Étiquette : Écrire à vue


  • Jacques Moulin, Écrire à vue

    par Angèle Paoli

    Jacques Moulin, Écrire à vue,
    L’Atelier contemporain & Le 19, Crac, 2015.



    Lecture d’Angèle Paoli



    UNE HISTOIRE DE “MAILLAGE À TROUVER”





    « Il peint   Je regarde   Ça bruit   J’écoute

    Silence   L’énergie circule   Il peint   J’écris

    Il parle — peu — j’entends   Nos corps penchent

    Une feuille tombe   Reflux sous l’écorce   On se sépare

    Il peint toujours   J’écris de plus loin je tends l’oreille… »



    Le regard est celui du poète Jacques Moulin. Les textes accueillis par L’Atelier Contemporain & Le 19, Crac sont rassemblés sous le titre Écrire à vue. Un titre-projet. Une invitation à « croiser les regards » faite au poète par Philippe Ciroulnik, directeur du 19, Centre régional d’art contemporain de Montbéliard.

    Le poète se prête à ce dessein, avec talent, avec bonheur :

    « Entrer sans effraction dans la vérité de leur monde. Prendre langue avec. À la lettre. Sans heurt… »

    Les artistes présents dans cet ouvrage — peintres sculpteurs plasticiens photographes — sont des artistes connus des galeristes. Leurs œuvres font l’objet d’expositions : galeries d’art contemporain, Le Polaris à Corbas, La Predelle à Mersuay ; musées de Châteauroux, de Nantes. Le Centre régional d’art contemporain de Montbéliard (Doubs). Le 19, Crac, a vocation à faire connaître le travail de ces artistes et à révéler leur talent. Les œuvres exposées figurent dans des catalogues d’exposition et des revues.

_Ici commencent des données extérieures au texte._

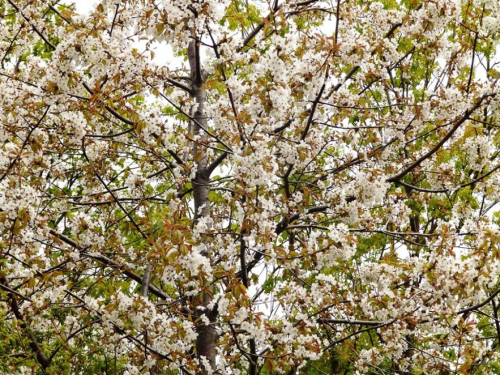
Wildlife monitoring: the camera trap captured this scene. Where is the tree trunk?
[188,38,217,374]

    La première de couverture —  une encre de couleur d’Adrienne Farb : Encre n° 67, 2007 — invite à la découverte. Suivre le poète et aller avec lui au-devant des gestes amples « geysers » de couleurs « jeu de circonvolutions » jusqu’à l’« écriture vertébrée » de l’arbre. Peut-être* est-ce l’une des encres d’Adrienne Farb, exposées en 2004 à la Crac, qui a inspiré au poète ces vers :

    « Tracer de longs signes d’espace

    Toucher le geste

    Et sa lumière »

    (in « Traversée du paysage »).

    On pourrait aussi bien lui attribuer ces mots : « chaque couleur attend son heure pour se porter vers l’autre dans la montée du trait » (in « Penche-toi »)

    Le poète est là, entre les pages ; le peintre aussi. L’atelier est un vaisseau ; une ruche ; un paysage en plein air. Chacun s’y absorbe, attentif à l’autre à son travail à sa concentration à son silence. Le poète observe les gestes les couleurs les formes les linéaments ; il entre en empathie avec le peintre ; il entre dans la toile. « Sans effraction ».

    « On se retrouve

    On s’essaie à la forêt — un arbre puis un autre

    Le livre se compose

    Peintures   Poèmes

    On entre en écho »

    (in « La Botanique des jours »)

    Le travail d’écriture se fait à l’écoute. Une écoute intériorisée. Qui vient du bruissement de la toile et se fond à lui :

    « on entend le bruit des peaux et des pinceaux comme un bruissement du voir »

    (in « Penche-toi »).

    Ou encore, à propos du même artiste (Charles Belle), dans la perception du mouvement intérieur qui guide le pinceau et la rêverie :

    « c’est cela que tu cherches à livrer dans la couleur du geste    le bruit ténu de la vie tenue dans la chute même »

    (in « Penche-toi »).

    Ailleurs, s’absorbant jusqu’à « la claudication du voir », le poète interroge la photographe Carole Denéchaud en un long poème rythmé par le retour du leitmotiv :

    « Qu’est-ce que tu trames sur tes photos/ Qu’est-ce qui se trame. »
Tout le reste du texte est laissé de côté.